With so many professionally written and comprehensive guides to touring the Canadian Rockies, I was unsure of what to write about our favourite parts of our summer trip to Alberta. We could probably write a book about the beauty of each lake, waterfall, mountain, and patch of wildflowers! Manuel and I have posted an album of photos showing the beauty of all the major destinations in Banff and Jasper National Parks. This post is only a highlight of some of the places that were meaningful to us on the trip.
Banff National Park
We also took a lot of photos on our breaks, and the climb gave me the confidence to try other trails. Since returning from Alberta, Manuel and I have tried an additional 6 trails in 3 states. I guess you could call it a life-changing experience, since I would’ve never classified myself as a girl who likes hiking before this!
We arrived at Lake Minnewanka after the boat tours had concluded for the day, and consequently had the place to ourselves. Almost to ourselves. We saw a family of bighorn sheep snacking on grass and trash, and took a long route back to the car just to avoid getting too close.
No matter how many photos you see of Moraine Lake and the Valley of the Ten Peaks, it doesn’t compare to seeing it with your own eyes.
Best food of Banff National Park: we didn’t expect Alberta to be a vegetarian paradise, but it was. All the restaurants we tried were top notch and the food was delicious.

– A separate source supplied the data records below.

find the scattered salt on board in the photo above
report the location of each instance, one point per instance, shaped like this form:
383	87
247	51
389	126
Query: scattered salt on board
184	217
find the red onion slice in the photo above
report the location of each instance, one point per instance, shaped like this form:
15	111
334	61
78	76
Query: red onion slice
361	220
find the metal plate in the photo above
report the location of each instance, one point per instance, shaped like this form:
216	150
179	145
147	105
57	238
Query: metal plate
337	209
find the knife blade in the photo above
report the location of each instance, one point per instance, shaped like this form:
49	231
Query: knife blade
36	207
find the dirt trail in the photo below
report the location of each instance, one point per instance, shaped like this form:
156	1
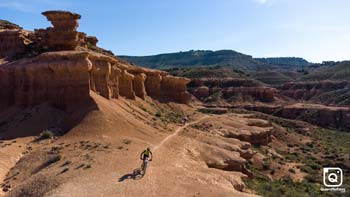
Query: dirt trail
177	132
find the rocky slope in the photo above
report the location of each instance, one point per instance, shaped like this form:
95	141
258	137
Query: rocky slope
231	90
65	78
331	117
326	92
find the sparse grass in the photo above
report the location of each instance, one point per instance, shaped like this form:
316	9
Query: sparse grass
64	170
279	188
66	163
127	141
54	159
87	166
46	134
266	165
158	114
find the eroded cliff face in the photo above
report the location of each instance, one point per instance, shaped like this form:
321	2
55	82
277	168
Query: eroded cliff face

My favourite meal memories are taking in the mountain views with a hot cuppa at Communitea in Canmore, chowing down on a veggie burger at the observatory on Sulphur Mountain, and the tofu rolls at Laggan’s Mountain Bakery in Lake Louise (we stopped there a second day to have them again! They were inexpensive and so good!).
We have to go back because we ran out of time to see the Cave and Basin National Historic Site and it rained on the day we were hoping to hike Johnston Canyon.
Jasper National Park
After being drenched on our Moraine Lake canoe trip, we had wonderful weather for canoeing at Pyramid Lake. We tried again at Pyramid Lake, and enjoyed a leisurely paddle from one side of the lake to the other without rain. (No, you can’t have an entire day of perfect weather in Jasper. It started pouring about 30 minutes after we returned the rental.) We waited out the storm, and then went to nearby Patricia Lake.
As one of the few lakes in the park that’s not fed by glaciers or environmentally protected, it’s possible to swim in Patricia Lake. But just because it’s possible to swim doesn’t mean you can last very long. We both took refreshing (but QUICK!) swims here. We waited to warm off our shivers by sunning ourselves on some rocks and looking for fish. A few came our way and eyed us curiously, but eluded the fishermen at the other end of the lake who watched our swimming adventure with mild amusement.
Despite the brevity of a 3.5 km hike, Old Fort Point is one of the most difficult hikes I’ve ever attempted – it has a 130 meter elevation change in that short distance. As we climbed from the parking lot to the summit, Manuel and I talked about our future. We spent most of this trip talking about our future, as it was the first time we had an opportunity to spend an entire week together in 2015!!! We were hoping to know more about his next contract and upcoming schedule, but what we didn’t know for sure, we filled in with what we hoped could be possible. The previous night, over veggie burgers and salads at Jasper Brewing Company, we decided we wanted to get married eventually. But as we stopped to catch our breath and survey the granite peaks and glacial lakes, Manuel turned to me, held me in a long embrace, and asked if I was really sure I wanted to marry him. At that moment, the decision turned from something we would do eventually to something we were going to do in the not-so-distant future. As for the guy who asked me such an important question: I told him without a doubt, I had never been so sure of anything in my entire life.
We hiked to the summit and took photos of a view that will remain very special to us for the rest of our lives.
Best food of Jasper National Park: if you’re hungry, don’t worry – all the gift shoppes sell waist-ruining fudge. In the summer, Wednesday is Farmer’s Market day in Jasper Town, and we bought sweet, tart blackberries and more honey than we could eat. The lettuce wraps at Evil Dave’s were fantastic, the beer at Jasper Brewing Company is delicious (or so Manuel says), and we went to the Raven Bistro twice and consumed all their vegetarian appetizers and entrees (and one or two of their vegan desserts). The rest of our meals were baguette and cheese and fruits from Nutter’s Bulk & Natural Foods that we ate picnic-style between adventures.
We have to go back because our visit coincided with a forest fire in the Maligne Canyon, so we missed out on Maligne Lake, Spirit Island, and the canyon waterfalls and hike.